No que se refere à hipossuficiência econômica, a Medida Provisória nº 1.473-34, de 11.08.97, transformada na Lei nº 9.720, em 30.11.98, alterou o conceito de família para considerar o conjunto de pessoas elencadas no art. 16 da Lei nº 8.213/91, desde que vivendo sob o mesmo teto. Com a superveniência da Lei nº 12.435/11, definiu-se, expressamente para os fins do art. 20, caput, da Lei Assistencial, ser a família composta pelo requerente, cônjuge ou companheiro, os pais e, na ausência de um deles, a madrasta ou o padrasto, os irmãos solteiros, os filhos e enteados solteiros e os menores tutelados, desde que vivam sob o mesmo teto (art. 20, §1º).
Já no que diz respeito ao limite de ¼ do salário mínimo per capita como critério objetivo para comprovar a condição de miserabilidade, anoto que o Plenário do Supremo Tribunal Federal, no julgamento da Reclamação nº 4374/PE, reapreciou a decisão proferida em sede de controle concentrado de constitucionalidade (ADI nº 1.232-1/DF), declarando a inconstitucionalidade parcial, sem pronúncia de nulidade, do art. 20, § 3º, da Lei nº 8.742/93.
O v. acórdão, cuja ementa ora transcrevo, transitou em julgado em 19.09.2013:
Entretanto, interpretando tal decisão, chega-se à conclusão de que a Lei Assistencial, ao fixar a renda per capita, estabeleceu uma presunção da condição de miserabilidade, não sendo vedado comprovar a insuficiência de recursos para prover a manutenção do deficiente ou idoso por outros meios de prova.

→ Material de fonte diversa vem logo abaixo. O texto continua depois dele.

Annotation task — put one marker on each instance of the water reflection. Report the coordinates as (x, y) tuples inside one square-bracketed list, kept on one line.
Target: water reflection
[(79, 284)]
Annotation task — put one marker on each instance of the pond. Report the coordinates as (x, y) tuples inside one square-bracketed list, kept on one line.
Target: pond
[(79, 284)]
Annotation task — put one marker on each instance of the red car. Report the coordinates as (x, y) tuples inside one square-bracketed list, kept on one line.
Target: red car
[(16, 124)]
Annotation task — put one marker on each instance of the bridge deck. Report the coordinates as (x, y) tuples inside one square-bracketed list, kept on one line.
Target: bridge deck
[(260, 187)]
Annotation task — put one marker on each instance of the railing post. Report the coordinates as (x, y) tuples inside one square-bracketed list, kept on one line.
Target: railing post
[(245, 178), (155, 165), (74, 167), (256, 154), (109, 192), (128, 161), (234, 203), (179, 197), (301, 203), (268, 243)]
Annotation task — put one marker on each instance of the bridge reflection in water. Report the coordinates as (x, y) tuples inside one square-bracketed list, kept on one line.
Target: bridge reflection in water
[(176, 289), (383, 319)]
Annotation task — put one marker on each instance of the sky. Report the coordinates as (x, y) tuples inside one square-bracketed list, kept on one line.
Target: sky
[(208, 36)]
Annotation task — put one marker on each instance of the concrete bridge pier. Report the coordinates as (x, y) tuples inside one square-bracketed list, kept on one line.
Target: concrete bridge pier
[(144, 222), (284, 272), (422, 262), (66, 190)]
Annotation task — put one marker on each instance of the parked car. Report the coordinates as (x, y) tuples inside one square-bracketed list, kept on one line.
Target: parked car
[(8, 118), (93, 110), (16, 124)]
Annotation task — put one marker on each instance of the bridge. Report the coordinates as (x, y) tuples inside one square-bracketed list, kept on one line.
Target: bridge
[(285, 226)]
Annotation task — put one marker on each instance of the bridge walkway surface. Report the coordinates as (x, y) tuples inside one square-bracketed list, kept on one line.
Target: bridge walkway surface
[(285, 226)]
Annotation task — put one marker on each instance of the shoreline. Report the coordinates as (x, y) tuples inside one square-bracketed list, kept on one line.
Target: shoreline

Tal entendimento descortina a possibilidade do exame do requisito atinente à hipossuficiência econômica pelos já referidos "outros meios de prova".
A questão, inclusive, levou o Colendo Superior Tribunal de Justiça a sacramentar a discussão por meio da apreciação da matéria em âmbito de recurso representativo de controvérsia repetitiva assim ementado:
No que pertine à exclusão, da renda do núcleo familiar, do valor do benefício assistencial percebido pelo idoso, conforme disposto no art. 34, parágrafo único, da Lei nº 10.741/03, referido tema revelou-se polêmico, por levantar a discussão acerca do discrímen em se considerar somente o benefício assistencial para a exclusão referida, e não o benefício previdenciário de qualquer natureza, desde que de igual importe; sustentava-se, então, que a ratio legis do artigo em questão dizia respeito à irrelevância do valor para o cálculo referenciado e, bem por isso, não havia justificativa plausível para a discriminação.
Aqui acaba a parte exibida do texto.